Text analytics: Defining word frequency in unstructured context
The term text analytics (or text mining) defines a set of machine learning and linguistic techniques to extract and model information metadata from textual sources. Text analytics applies natural language processing (NLP) and analytical methods on textual content and extracts useful metadata, such as:
- Language type. Analysis of character encoding, words, and content style can easily determine with high confidence which language textual data is in.
- Keywords. Text analysis can extract a set of keywords that characterize the document.
- Common entities. Algorithms that scan text for common patterns, such as email addresses, phone numbers, and people and place names, are useful for named entity extraction.
- Semantic relationships. A wide variety of approaches is available for scanning content in the hope of gleaning more compelling and deeper insights.
One such case of text mining is determining the frequency of words contained within a document, the assumption being that the more often a word is used, the more relevant this word is to the entire document.
The most common words could be construed as document keywords, but be aware that the term keywords is usually applied to the output from more sophisticated algorithms, which goes farther than just defining word frequency. For example, keyword analysis typically cross-references common words with synonym lookup tables and can also analyze the distance between words to help determine the importance of the word in context of the entire document.
In any text analysis, the first step is to generate a corpus from the textual content, with the subsequent analysis being applied to the corpus. One of the reasons for generating a corpus is to normalize text and remove anything that isn't relevant.
Listing 1 shows an XQuery program that consumes an HTML page (using the EXPath HTTP Client library) and extracts all paragraph elements from the web page. As you do not care about what case a word is in, you create the corpus out of the content, which is all lowercase.
Listing 1. XQuery program that generates a word frequency list
xquery version "1.0";
import module namespace http = "http://expath.org/ns/http-client";
let $content-url := 'http://en.wikipedia.org/wiki/Asteroid_impact_avoidance'
let $content-request :=
<http:request href="{$content-url}" method="get" follow-redirect="true"/>
let $content :=
fn:string-join(http:send-request($content-request)[2],' ')
return
let $corpus := for $w in tokenize($content, '\W+') return lower-case($w)

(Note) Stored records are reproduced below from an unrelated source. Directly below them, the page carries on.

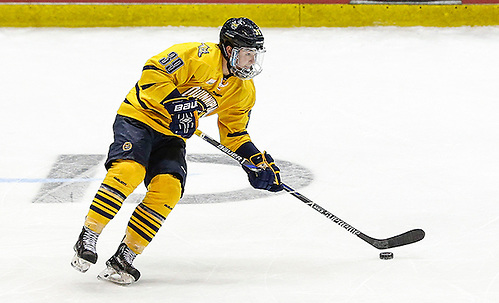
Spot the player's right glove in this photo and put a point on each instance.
(183, 111)
(268, 176)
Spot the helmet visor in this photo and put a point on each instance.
(246, 62)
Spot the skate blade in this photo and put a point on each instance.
(80, 264)
(111, 275)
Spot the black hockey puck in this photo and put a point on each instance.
(386, 255)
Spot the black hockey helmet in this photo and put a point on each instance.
(241, 33)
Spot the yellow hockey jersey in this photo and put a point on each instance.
(195, 69)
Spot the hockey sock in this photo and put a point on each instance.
(120, 181)
(162, 195)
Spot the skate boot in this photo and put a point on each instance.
(86, 253)
(119, 267)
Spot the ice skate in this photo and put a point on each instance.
(85, 248)
(119, 267)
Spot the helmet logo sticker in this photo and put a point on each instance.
(127, 146)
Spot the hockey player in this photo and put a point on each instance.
(177, 87)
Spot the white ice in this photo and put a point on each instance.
(399, 126)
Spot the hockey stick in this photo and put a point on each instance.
(409, 237)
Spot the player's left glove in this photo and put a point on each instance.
(184, 114)
(268, 176)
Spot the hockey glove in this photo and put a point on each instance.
(268, 176)
(183, 111)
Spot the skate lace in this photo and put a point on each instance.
(90, 239)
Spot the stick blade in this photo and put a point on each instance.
(409, 237)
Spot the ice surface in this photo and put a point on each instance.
(399, 127)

let $wordList := distinct-values($corpus)
return
<words> {
for $w in $wordList
let $freq := count($corpus[. eq $w])
order by $freq descending
return <word word="{$w}" frequency="{$freq}"/>
}</words>
|
The next step is to derive all unique words from the corpus, for which you use
a FLWOR to process each word, generating word count (by referring back to the
corpus, which contains all the words), and then output a
<word/> element.
Note: I use the same web URL
(http://en.wikipedia.org/wiki/Asteroid_impact_avoidance)
as the text source for all examples in the article to illustrate how effective
each approach is.
The result of running the program in Listing 1 is an XML
document that has a <word/> element containing
the frequency and word, ordered by the most frequent words contained in the
Wikipedia page on asteroid impact avoidance. Listing 2
shows the list.
Listing 2. Word frequency list
<words> <word word="the" frequency="377"/> <word word="of" frequency="236"/> <word word="a" frequency="193"/> <word word="to" frequency="167"/> <word word="and" frequency="141"/> <word word="in" frequency="124"/> <word word="earth" frequency="121"/> <word word="â" frequency="109"/> <word word="asteroid" frequency="102"/> .... </words> |
As you can see, the analysis returned a lot of words, with many frequent words being irrelevant by dint of their common usage in the English language. You can fix this by defining a few simple rules from which to reduce the amount of noise, such as removing all words of three letters or less and removing any words with a frequency of 3 or less.
Listing 3 shows the same code with logic added that tests for word string length and frequency.
Listing 3. Amended XQuery program that generates a word frequency list
xquery version "1.0";
import module namespace http = "http://expath.org/ns/http-client";
let $content-url := 'http://en.wikipedia.org/wiki/Asteroid_impact_avoidance'
let $content-request :=
<http:request href="{$content-url}" method="get" follow-redirect="true"/>
let $response := http:send-request($content-request)[2]
let $content := fn:string-join($response,' ')
return
let $corpus := for $w in tokenize($content, '\W+') return lower-case($w)
let $wordList := distinct-values($corpus)
return
<words> {
for $w in $wordList
let $freq := count($corpus[. eq $w])
order by $freq descending
return
if(string-length($w) gt 3 and $freq gt 3) then
<word word="{$w}" frequency="{$freq}"/>
else
()
}</words>
|
With different datasets, you might have to adjust or enhance these settings to exclude words of greater length or higher frequencies, but as Listing 4 shows, the minimal settings have omitted a lot of the noise, leaving a much more relevant set of terms.
Listing 4. Revised word frequency list
<words> <word word="earth" frequency="121"/> <word word="asteroid" frequency="102"/> <word word="impact" frequency="58"/> <word word="near" frequency="56"/> <word word="with" frequency="55"/> <word word="that" frequency="53"/> <word word="space" frequency="49"/> <word word="nasa" frequency="43"/> <word word="object" frequency="36"/> <word word="from" frequency="34"/> <word word="this" frequency="32"/> ... </words> |
Clearly, this approach has limitations. But it's a good start and shows you that with a small amount of XQuery, it's possible to get a basic set of keywords characterizing a document's textual content.
Adding structure to word frequency
Textual analysis applied to semi-structured documents like HTML or XML provides limited insights if it completely ignores structure. But what if you could make deeper inferences by weighting the importance of textual analysis by relating it to element structure?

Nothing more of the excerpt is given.